BDS activists
BDS activistsiStock

The Student Senate of California’s Pitzer College has drafted a resolution calling for the removal of College President Melvin Oliver, after he vetoed the recommendation of the Pitzer College Council to suspend the study abroad partnership with the University of Haifa, JTA reported Sunday.

The resolution calls for “enacting no confidence in the President of the College,” and “for his immediate resignation or removal from office,” said the student newspaper the Claremont Independent.

At the start of March, the college governing body passed the non-binding recommendation to suspend the study abroad program at Haifa University by a majority of 68 in favor and 25 opposing. Another eight voters abstained.

The anti-Israel proposal was backed by radical leftist groups and Democratic congresswoman Rashida Tlaib.

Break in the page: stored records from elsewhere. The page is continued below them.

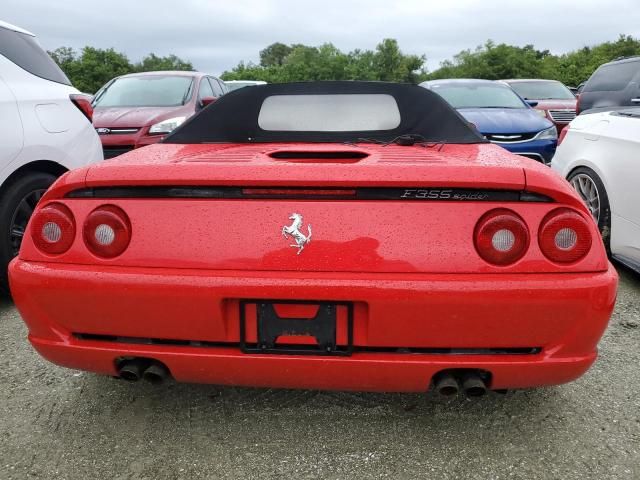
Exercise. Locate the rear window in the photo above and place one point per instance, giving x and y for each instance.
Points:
(611, 78)
(24, 51)
(329, 113)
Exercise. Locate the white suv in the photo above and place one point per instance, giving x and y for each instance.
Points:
(45, 131)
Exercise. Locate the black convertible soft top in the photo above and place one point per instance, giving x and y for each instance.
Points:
(244, 115)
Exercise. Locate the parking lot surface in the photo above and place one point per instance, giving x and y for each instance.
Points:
(63, 424)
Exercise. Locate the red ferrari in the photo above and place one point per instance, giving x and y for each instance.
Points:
(338, 235)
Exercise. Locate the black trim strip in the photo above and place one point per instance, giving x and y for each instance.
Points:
(356, 349)
(311, 193)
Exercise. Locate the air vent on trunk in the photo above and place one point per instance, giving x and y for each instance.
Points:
(337, 156)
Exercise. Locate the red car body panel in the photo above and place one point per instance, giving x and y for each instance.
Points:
(457, 311)
(423, 299)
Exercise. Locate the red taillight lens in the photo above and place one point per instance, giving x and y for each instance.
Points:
(107, 231)
(53, 229)
(501, 237)
(564, 236)
(83, 102)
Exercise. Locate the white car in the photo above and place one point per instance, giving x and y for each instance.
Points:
(600, 156)
(45, 131)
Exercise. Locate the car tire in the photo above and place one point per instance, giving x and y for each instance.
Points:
(579, 179)
(17, 202)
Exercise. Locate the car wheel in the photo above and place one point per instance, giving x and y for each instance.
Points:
(17, 203)
(591, 189)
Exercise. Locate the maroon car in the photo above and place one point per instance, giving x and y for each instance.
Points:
(139, 109)
(552, 98)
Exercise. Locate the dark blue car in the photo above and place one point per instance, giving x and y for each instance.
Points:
(501, 116)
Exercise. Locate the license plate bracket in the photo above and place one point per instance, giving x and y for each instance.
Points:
(322, 327)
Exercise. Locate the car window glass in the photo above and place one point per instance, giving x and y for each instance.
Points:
(611, 78)
(24, 51)
(542, 91)
(217, 91)
(146, 91)
(479, 96)
(329, 113)
(223, 86)
(205, 89)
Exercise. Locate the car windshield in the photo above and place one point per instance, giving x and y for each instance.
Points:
(146, 91)
(542, 91)
(478, 96)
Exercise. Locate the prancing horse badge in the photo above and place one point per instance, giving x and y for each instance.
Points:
(293, 231)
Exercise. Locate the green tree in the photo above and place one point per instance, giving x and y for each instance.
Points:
(274, 54)
(327, 62)
(93, 67)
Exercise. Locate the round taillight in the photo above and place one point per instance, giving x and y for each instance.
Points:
(107, 231)
(564, 236)
(53, 229)
(501, 237)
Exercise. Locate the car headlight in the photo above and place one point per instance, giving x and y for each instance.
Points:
(168, 125)
(548, 134)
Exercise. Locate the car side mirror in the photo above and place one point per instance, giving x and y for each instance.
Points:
(207, 101)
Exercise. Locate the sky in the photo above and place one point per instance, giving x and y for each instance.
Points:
(216, 35)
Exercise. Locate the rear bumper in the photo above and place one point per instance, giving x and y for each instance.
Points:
(563, 314)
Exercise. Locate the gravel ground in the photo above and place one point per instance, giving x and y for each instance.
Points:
(58, 423)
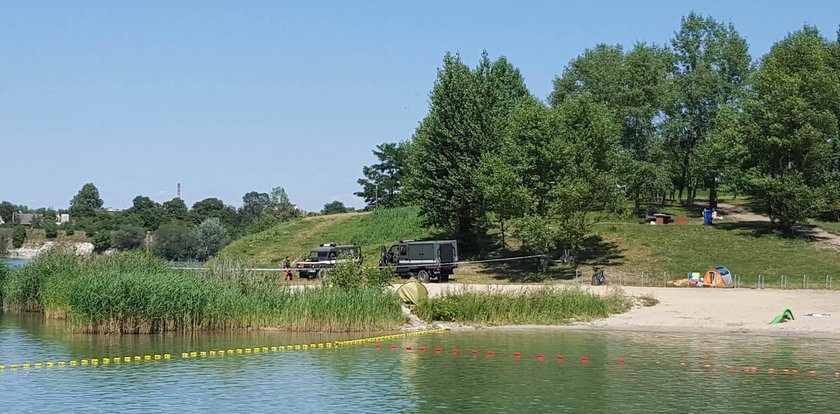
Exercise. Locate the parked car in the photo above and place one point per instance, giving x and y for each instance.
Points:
(325, 257)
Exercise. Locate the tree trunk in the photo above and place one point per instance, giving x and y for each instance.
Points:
(684, 183)
(502, 228)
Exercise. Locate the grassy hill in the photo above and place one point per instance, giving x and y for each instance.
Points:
(368, 230)
(624, 246)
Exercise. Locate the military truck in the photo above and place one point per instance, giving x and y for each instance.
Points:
(325, 257)
(427, 259)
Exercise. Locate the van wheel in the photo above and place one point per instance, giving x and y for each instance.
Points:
(424, 276)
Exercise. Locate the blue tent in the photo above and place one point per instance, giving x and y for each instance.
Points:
(725, 274)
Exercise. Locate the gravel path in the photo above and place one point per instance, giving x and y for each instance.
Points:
(819, 235)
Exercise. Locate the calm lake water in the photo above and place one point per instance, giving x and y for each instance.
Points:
(362, 378)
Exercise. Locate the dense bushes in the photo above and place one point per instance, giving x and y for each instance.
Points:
(127, 293)
(18, 237)
(545, 306)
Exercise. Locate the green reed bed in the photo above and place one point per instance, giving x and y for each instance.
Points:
(545, 306)
(127, 293)
(5, 271)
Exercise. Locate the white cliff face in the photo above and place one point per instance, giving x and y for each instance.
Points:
(30, 252)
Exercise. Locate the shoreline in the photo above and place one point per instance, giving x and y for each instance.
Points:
(697, 311)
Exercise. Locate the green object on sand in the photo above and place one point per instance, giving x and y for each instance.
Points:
(413, 291)
(785, 316)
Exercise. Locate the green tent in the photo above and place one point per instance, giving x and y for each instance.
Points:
(412, 291)
(785, 316)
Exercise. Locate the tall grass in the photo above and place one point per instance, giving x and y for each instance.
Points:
(127, 293)
(545, 306)
(5, 271)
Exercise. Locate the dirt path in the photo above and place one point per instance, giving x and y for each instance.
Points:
(819, 235)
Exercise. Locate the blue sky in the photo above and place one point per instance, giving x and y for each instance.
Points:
(230, 97)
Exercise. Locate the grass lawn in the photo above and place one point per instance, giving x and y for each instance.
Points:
(38, 237)
(829, 226)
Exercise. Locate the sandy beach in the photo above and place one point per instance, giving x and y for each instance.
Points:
(699, 310)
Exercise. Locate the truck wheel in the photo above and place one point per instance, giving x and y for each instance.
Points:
(424, 276)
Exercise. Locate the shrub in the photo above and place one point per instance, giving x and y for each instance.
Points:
(210, 237)
(50, 229)
(101, 241)
(18, 237)
(174, 241)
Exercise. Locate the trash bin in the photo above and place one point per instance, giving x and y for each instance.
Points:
(707, 217)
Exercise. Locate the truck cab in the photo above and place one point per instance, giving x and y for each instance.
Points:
(427, 259)
(325, 257)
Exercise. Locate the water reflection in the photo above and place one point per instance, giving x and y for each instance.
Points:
(365, 379)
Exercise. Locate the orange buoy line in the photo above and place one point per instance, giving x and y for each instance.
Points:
(120, 360)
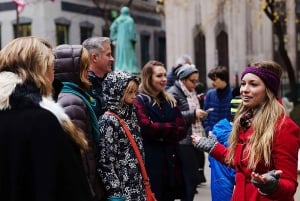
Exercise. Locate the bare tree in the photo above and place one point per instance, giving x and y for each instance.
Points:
(278, 20)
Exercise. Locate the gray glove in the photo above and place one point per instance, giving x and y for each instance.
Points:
(207, 144)
(270, 185)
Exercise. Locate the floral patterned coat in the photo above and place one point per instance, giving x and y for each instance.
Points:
(117, 162)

Shortly afterwards, Oliver rejected the motion, stating that, “I am refusing to permit Pitzer College to take a position that I believe will only harm the College.”

“The recommendation puts in place a form of academic boycott of Israel and, in the process, sets us on a path away from the free exchange of ideas, a direction which ultimately destroys the academy’s ability to fulfill our educational mission,” Oliver wrote in a statement.

Oliver’s veto is the first in Pitzer’s 56-year history. The college board of trustees in June 2017 overturned a Student Senate amendment enacting Boycott, Divestment, and Sanctions (BDS) regulations to Student Senate spending.

Over the past several years there have been several attempts in the United States, some of them successful, to impose an academic boycott of Israel.

In 2013, the American Studies Association (ASA) voted to boycott Israeli institutions. The head of the ASA later admitted to the New York Times that many nations, including many of Israel’s neighbors, have human rights records that are worse than Israel’s but said that “one has to start somewhere.”

The ASA's boycott decision was controversial even among its members. No universities actually came out in support of the boycott and at least four universities subsequently quit the organization in protest of the boycott.

In 2015, the American Anthropological Association (AAA) endorsed an academic boycott of Israel.

In 2016, however, the American Historical Association (AHA) rejected a resolution condemning Israel’s alleged “restriction of Palestinians right to education”.

There have also been attempts to boycott Israel by individual educational institutions.

In early March, the student government at Swarthmore College in Pennsylvania voted to approve a resolution calling on the school to divest from companies that do business with Israel related to Judea and Samaria.

In December of 2018, the Student Government Assembly (SGA) at New York University (NYU) voted in favor of a BDS-type resolution calling for the divestment of companies that do business with the IDF.